The overjet was corrected, addressing the patient’s initial complaint of proclined teeth and protruding lips as shown in cephalograms and superimpositions (Figure 6, Figure 7).
The cephalometric values showing the treatment outcome are mentioned in Table 1.
Discussion
The lack of growth potential in adult skeletal class II patients makes it impossible to perform growth modification treatments like functional jaw orthopedics. Despite the fact that the treatment plan is easily established in severe skeletal class II adult patients, it is difficult to reach this decision in borderline cases. Although orthognathic surgery techniques have advanced considerably and are now less traumatic than in the past, it may still be difficult to convince patients and their parents that they should undergo orthognathic surgery. When this is the case, the best way to achieve the desired results is by performing camouflage treatment.3
The need for absolute anchorage in our case was because of the Angle’s Class II molar relation of the patient which warranted no further anchor loss which would result in mesialisation of maxillary molars. So, inter radicular implants were a proven choice for the retraction of the maxillary anterior dentition.4
Incorporation of miniscrews negated the side effects of anchorage taxation on the posterior segment because the retraction force was not reciprocal.as a result, the entire arch or the anterior segment rotates around the center of resistance.

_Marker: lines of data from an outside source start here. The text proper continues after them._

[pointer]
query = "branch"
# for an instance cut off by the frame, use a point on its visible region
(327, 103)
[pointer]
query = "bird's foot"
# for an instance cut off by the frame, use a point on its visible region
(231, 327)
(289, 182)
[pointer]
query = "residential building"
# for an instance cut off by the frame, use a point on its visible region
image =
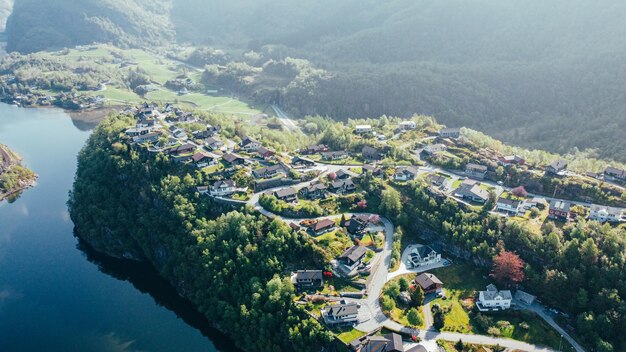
(375, 171)
(476, 171)
(288, 195)
(407, 125)
(475, 193)
(559, 209)
(509, 206)
(177, 132)
(493, 299)
(371, 153)
(511, 160)
(374, 343)
(213, 143)
(314, 191)
(322, 226)
(450, 133)
(557, 168)
(439, 181)
(264, 152)
(338, 155)
(429, 282)
(149, 137)
(202, 160)
(314, 149)
(343, 313)
(138, 131)
(233, 159)
(423, 255)
(538, 202)
(182, 149)
(342, 186)
(343, 174)
(301, 162)
(352, 257)
(612, 173)
(362, 129)
(270, 171)
(250, 145)
(223, 188)
(605, 214)
(307, 279)
(434, 149)
(405, 173)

Class II malocclusions can be treated by several methods keeping in mind various characteristics such as anteroposterior discrepancy, age, and patient compliance. Extraction of only upper first premolars is preferred when there is an increased overjet with minimal to no discrepancy in the mandibular arch.5 In a study conducted by Janson et al, he concluded that finishing Class II malocclusion treatment with the molars in a Class II relationship has similar occlusal stability as finishing with the molars in a Class I relationship.6 Because the patient had a stable functional class II occlusion, it was decided to finish the case with Angle’s Class II molar relation and class I canine relation.

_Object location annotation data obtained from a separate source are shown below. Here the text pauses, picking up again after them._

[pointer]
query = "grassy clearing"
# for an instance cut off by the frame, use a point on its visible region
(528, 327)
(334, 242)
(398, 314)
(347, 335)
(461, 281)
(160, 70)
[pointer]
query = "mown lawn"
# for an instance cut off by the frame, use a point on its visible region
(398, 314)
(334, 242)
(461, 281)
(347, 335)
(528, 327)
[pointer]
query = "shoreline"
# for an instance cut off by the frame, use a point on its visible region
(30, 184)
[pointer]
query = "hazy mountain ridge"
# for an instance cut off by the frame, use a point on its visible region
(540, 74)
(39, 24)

The stability of the molar correction from class II to class I is questionable because as we go anterior to the alveolar segment the thickness of the alveolar segment reduces which compromises the stability as the crowns are tipped forward leaving the roots behind.

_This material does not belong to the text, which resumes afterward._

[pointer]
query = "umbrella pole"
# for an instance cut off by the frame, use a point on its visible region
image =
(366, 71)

For the deep bite correction with control over subsequent flaring of the incisors, two mini-implant was placed in between the two central incisors to achieve true intrusion. An overbite correction of 3 mm was achieved. There is sufficient evidence of the usage of two mini-implants over one mini-implant to avoid flaring7 when placed at the center of resistance of maxillary anterior dentition.
Superimpositions of pre-and post-treatment cephalograms were performed to assess the treatment outcome.
Peer assessment rating was performed objectively to assess the treatment outcome and it was observed that there was an increase in PAR score to 34 and showed 91.8% improvement which according to Richmond Et al.8 concluded a high standard of treatment.